Cheap Gas - The Rise of the Machines
Gasoline could hit $6 per gallon by summer as predicted by some energy analysts if there is a hurricane to shut-in wells in the Gulf of Mexico. Six-dollar gas is one minor disaster away from reality.
Donald Trump is telling interviewers that he will have a "come to Jesus" meeting with OPEC and the Saudis to tell them the game is up and the US will have its cheap oil now "or else."
The implication is that it is still 1965. A couple of large nation states control global markets, and money is something you save in a bank to buy stuff with. Stocks and bonds are kept in a metal box under the bed, and a mob sweaty traders yelling at each other in New York are setting prices for the world based on how fast they can make a trade.
Even President Obama is getting in the game by saying that he will appoint yet another committee to investigate pricing of oil. He publicly announced new oil drilling leases in the Gulf of Mexico, while the GOP is again spinning up the "Drill Baby, Drill" calliope for a roll down hometown Main Street. I hope they do not frighten the horses with that contraption!

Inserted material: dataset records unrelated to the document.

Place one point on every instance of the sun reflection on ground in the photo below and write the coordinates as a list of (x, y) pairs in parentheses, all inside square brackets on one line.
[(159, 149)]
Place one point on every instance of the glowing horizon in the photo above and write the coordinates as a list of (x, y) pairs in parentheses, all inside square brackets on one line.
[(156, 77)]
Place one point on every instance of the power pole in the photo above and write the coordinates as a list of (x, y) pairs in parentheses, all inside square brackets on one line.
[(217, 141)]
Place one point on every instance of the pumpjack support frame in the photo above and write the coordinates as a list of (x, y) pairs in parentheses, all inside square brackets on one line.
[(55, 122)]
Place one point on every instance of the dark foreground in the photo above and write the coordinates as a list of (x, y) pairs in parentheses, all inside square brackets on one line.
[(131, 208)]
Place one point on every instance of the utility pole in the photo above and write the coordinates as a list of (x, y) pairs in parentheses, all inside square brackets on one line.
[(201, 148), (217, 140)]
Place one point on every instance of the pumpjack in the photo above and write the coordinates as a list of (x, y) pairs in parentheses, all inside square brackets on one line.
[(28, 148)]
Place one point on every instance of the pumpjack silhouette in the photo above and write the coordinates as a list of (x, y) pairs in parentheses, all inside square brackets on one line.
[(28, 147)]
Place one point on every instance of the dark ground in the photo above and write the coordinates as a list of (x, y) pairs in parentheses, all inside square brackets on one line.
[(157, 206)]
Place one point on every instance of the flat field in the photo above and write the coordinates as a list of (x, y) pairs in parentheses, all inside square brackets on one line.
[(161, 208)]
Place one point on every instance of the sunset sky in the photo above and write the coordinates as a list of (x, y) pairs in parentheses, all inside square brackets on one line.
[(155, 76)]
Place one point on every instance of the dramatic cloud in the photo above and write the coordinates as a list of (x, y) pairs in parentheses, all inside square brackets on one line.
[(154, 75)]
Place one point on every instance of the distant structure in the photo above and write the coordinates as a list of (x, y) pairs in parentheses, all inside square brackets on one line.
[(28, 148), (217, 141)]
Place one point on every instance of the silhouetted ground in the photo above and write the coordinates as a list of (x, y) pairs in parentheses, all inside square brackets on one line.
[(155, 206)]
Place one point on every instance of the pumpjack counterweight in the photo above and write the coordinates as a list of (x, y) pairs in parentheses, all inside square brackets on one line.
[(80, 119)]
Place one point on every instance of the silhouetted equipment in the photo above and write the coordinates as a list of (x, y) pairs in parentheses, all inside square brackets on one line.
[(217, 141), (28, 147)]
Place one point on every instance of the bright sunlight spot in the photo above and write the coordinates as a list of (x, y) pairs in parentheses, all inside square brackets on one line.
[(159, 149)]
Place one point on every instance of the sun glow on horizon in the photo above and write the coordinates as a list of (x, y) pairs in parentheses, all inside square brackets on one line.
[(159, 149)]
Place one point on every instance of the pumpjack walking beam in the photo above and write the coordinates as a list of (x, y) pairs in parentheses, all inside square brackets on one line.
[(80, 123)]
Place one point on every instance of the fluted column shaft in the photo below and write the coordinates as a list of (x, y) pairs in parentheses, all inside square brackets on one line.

Money has always been imaginary and just a symbol for the information contained in a promise for trading goods and services in some market somewhere. It is only a measure of aggregate wealth in the society that facilitates the exchange of goods and services. If a nation was poor or had a financial collapse their money was worth less than the rich neighbor next door. In the late 20th century America and its dollar were the rich neighbor next door and the banker that set the benchmark value of money around the world.
In the last century an American dollar was worth the same everywhere. It was "fungible". Every dollar was the same as every other dollar anywhere else, and they were all interchangeable with each other. That value was set and maintained by the American market so many nations could agree to use dollars to trade for goods and services more reliably.
What fast computers, the Internet, and Internet search have done is to disintermediate information. There are no more middlemen between users of information and information. Newspapers, television, movies, music, books, magazines, and everything else that are information have been disintermediated to the extent that control by the middlemen is gone. A global pool of consumers of the news and entertainment information sets the price of that information at the lowest point through the constant auction happening when the consumer uses the information on a free, or nominally priced website or service, that is itself supported by advertising. Money is just information and this auction pricing has happened to money and what it buys also.